Un esercizio dunque apparentemente non troppo discosto dal "détournement" praticato dai situazionisti, svolto però in modi asettici (se non indifferenti) in una condizione bloccata dal­l'insussistenza di sbocchi utopici.

Scendendo dal piano delle formulazioni teoriche alla verifica degli esempi addotti emerge comunque un'evidente discrepanza: se le opere di Barbara Kruger (manifesti ironici che recitano "Compro, dunque sono" o "Crei la storia quando concludi affari") o di Jenny Holzer (che fotografa la scritta "Proteggetemi da ciò che voglio"), le liste di films ed i "cataloghi" d'oggetti e immagini di  Gretchen Bender, i distintivi di Matt Mullican, i particolari di testi di Joseph Kosuth e le foto rifotografate da Sherrie Levine, le collezioni di vasi identici di Allan Mc Collum sembrano rientrare nel perimetro definito da Celant, del tutto diversa si presenta la situazione per numerosi altri artisti, in specie europei.

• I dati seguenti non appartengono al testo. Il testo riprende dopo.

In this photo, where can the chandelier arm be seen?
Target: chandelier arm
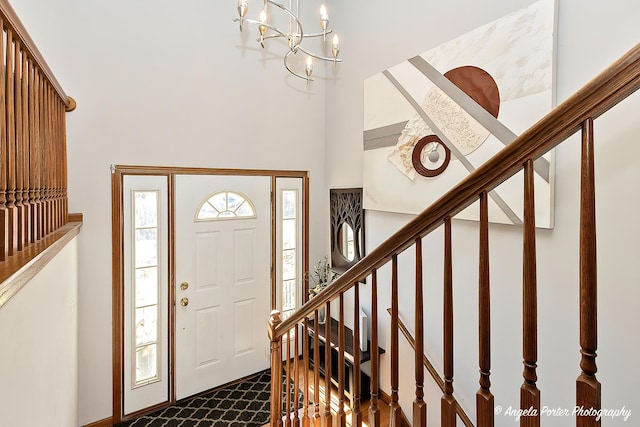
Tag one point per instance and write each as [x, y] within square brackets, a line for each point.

A cominciare dagli italiani (Bagnoli, Salvatori, Spalletti, tutti noti in città per aver tenuto, di recente, esposizioni alla Locus Solus) nella cui opera si affacciano componenti di ordine simbolico scarsamente compatibili con la griglia inespressionista.

Analogamente un carico esistenziale (analogo all'esempio di Spoerri) persiste nelle costruzioni degli svizzeri Peter Fischli e David Weiss, una sorta di nichilismo metafisico segna l'opera di Jan Vercruysse e persino i sorvegliatissimi assemblaggi di frigoriferi e poltrone di Bertrand Lavier risentono di schemi di spaesamento tipici delle avanguardie storiche, evidenziando nell'insieme una disposizione diacronica rivolta più alle stratificazioni del deposito culturale che all'advertising ed alle altre forme di comunicazione di massa.

Così Celant, in veste di critico militante, finisce con lo smentire - in parte almeno - il Celant teorico. Ma non è giu­sto, infine, che la qualità delle opere prevalga sul rigore degli schemi?